Stellen Sie sich einen saftigen Hamburger ohne Brötchen oder Eier mit Speck zum Frühstück vor – aber ohne Früchte. Solche Mahlzeiten sind typisch für die kohlenhydratarme, fettreiche Atkins-Diät.
Diese Diät bietet Vorteile und ist oft leichter durchzuhalten als andere. Dennoch sollten Sie nicht jeden Abend Steaks mit Butter essen. Die registrierte Ernährungsberaterin Maxine Smith, RD, LD, mit langjähriger Expertise in Ernährungsmedizin, beleuchtet Vor- und Nachteile.
Was ist die Atkins-Diät?
Der Kardiologe Robert Atkins entwickelte die Diät in den 1960er Jahren. Er war überzeugt, dass Kohlenhydrate – nicht Fett – für Gesundheitsprobleme und Übergewicht verantwortlich sind. Die Ernährung setzt daher auf viel Fett, moderate Proteine und sehr wenige Kohlenhydrate.
„Ziel ist es, den Stoffwechsel umzustellen: Der Körper verbrennt gespeichertes Fett statt Kohlenhydrate zur Energiegewinnung“, erklärt Smith. „Bei strikter Einhaltung möglich, aber nicht für jeden geeignet – Risiken sind zu beachten.“
Wie funktioniert die Atkins-Diät?
Fett ist unbegrenzt erlaubt, Kalorienzählen oder Portionskontrolle nicht nötig.

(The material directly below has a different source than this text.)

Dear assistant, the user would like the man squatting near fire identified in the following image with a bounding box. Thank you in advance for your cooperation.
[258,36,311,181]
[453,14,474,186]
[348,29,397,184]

Kohlenhydrate müssen jedoch präzise gezählt werden. Besonders anfangs streng limitiert. Verwendet wird die Methode der Nettokohlenhydrate: Gesamtkohlenhydrate minus Ballaststoffe in Gramm.
„Normalerweise nutzt der Körper Kohlenhydrate als Brennstoff“, sagt Smith. „Ohne diese greift er auf Fettreserven zurück, die die Leber zu Ketonen abbaut – diese dienen dann als Energiequelle.“
Phasen der Atkins-Diät
Vier Phasen, von streng bis flexibel. „Phase 1 maximiert den Gewichtsverlust“, rät Smith. „Späterer Einstieg bedeutet langsameres Abnehmen.“
- Phase 1: 20 g Nettokohlenhydrate/Tag. Zum Vergleich: Eine Banane hat 24 g, eine Kartoffel 31 g. Für schnellen Start.
- Phase 2: Bis 30 g. Abnehmen verlangsamt sich etwas.
- Phase 3: Erhöhung um bis 10 g/Woche, bis Zielgewicht erreicht.
- Phase 4: Erhaltung mit bis 120 g/Tag, Gewicht halten.
Andere Varianten starten mit 40 oder 100 g – für moderaten Verlust oder Erhalt.
Vorteile der Atkins-Diät
Seit Jahrzehnten bewährt, hilft sie vielen durch:
- Kein Hungergefühl: „Protein und Fett stillen den Appetit ideal, besonders bei kalorienarmen Diäten“, betont Smith.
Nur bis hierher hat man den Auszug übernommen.